Hudros est un travail photographique produit dans les Bouches-du-Rhône autour de surfaces d’eau contraintes par l’homme. Mon attention a été attirée par l’insolite rencontre de l’eau et du béton. Les images ont été réalisées principalement le long des canaux qui alimentent la région en eau douce à partir de la Durance et du Verdon vers Marseille et Toulon. C’est un univers qu’a exploré à sa manière Gabriele Basilico dans le livre La Durance : Paysages en regard.

 

Hudros est né d’une fascination visuelle, créée par l’opposition d’une eau à l’aspect cristallin avançant le long d’un béton brut et inerte. D’un coté il y a la vie, avec la fraîcheur de l’eau, en perpétuel mouvement, et de l’autre, il y a l’inanimé, avec un béton statique et altéré par le temps. Interdépendants pour le bon fonctionnement d’un ensemble, ils sont l’illustration de la dualité yin et yang. L’accès physique à ce précieux flux d’eau douce qui s‘écoule sur des centaines de kilomètres se fait sans contrainte et procure ainsi un sentiment de liberté.

 

J’envisage le paysage de manière directe et subjective. Les photographies sont des captures de l’existant sans mise en scène ni utilisation de procédés pictorialistes. C’est la relation ou la distance entre moi et chaque scene que j’éprouve. Je me projette sur la partie du paysage que j’ai choisie et je cadre à la recherche d’une sensation d’apaisement. Je la trouve dans l’équilibre de la composition. Mon regard sur le lieu est d’abord abstrait comme dans l’approche de Toshio Shibata sur les ouvrages de béton au Japon. J’y vois un ensemble de formes, de couleurs, de matières, d’ombres et de lumières que j’agence jusqu’à obtenir une impression d’harmonie.
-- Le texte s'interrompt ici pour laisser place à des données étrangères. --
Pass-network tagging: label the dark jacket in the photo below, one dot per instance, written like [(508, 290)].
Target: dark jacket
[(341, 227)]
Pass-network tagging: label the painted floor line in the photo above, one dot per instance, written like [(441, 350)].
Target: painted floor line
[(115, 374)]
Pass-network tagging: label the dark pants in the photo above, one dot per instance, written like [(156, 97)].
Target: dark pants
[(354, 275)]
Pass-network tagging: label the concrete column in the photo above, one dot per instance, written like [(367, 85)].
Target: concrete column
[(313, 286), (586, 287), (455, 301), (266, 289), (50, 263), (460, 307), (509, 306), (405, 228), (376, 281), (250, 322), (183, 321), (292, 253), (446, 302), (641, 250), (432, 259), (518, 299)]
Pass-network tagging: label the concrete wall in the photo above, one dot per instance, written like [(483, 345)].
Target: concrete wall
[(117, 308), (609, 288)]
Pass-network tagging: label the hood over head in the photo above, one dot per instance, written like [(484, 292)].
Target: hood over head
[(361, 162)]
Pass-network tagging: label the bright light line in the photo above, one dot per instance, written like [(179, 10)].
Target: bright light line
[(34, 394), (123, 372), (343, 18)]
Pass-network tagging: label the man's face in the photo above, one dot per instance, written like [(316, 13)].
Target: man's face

À l’opposé d’une photographie qui se voudrait être un simple enregistrement documentaire, à l’instar de la Nouvelle Topographie, c’est avec l’envie de révélation de l’ordinaire que je pars à la rencontre du monde, en pleine conscience et dans une totale implication de ce que je suis.

 

La clarté et la sensation de lenteur qui émanent des images invitent à la contemplation. Chaque photographie est d’abord un territoire visuel en soi dans lequel s’exprime mon rapport direct et sensible au monde. Bien sûr, ce regard personnel n’efface pas le caractère documentaire de Hudros et permet la découverte subjective d’un patrimoine centenaire.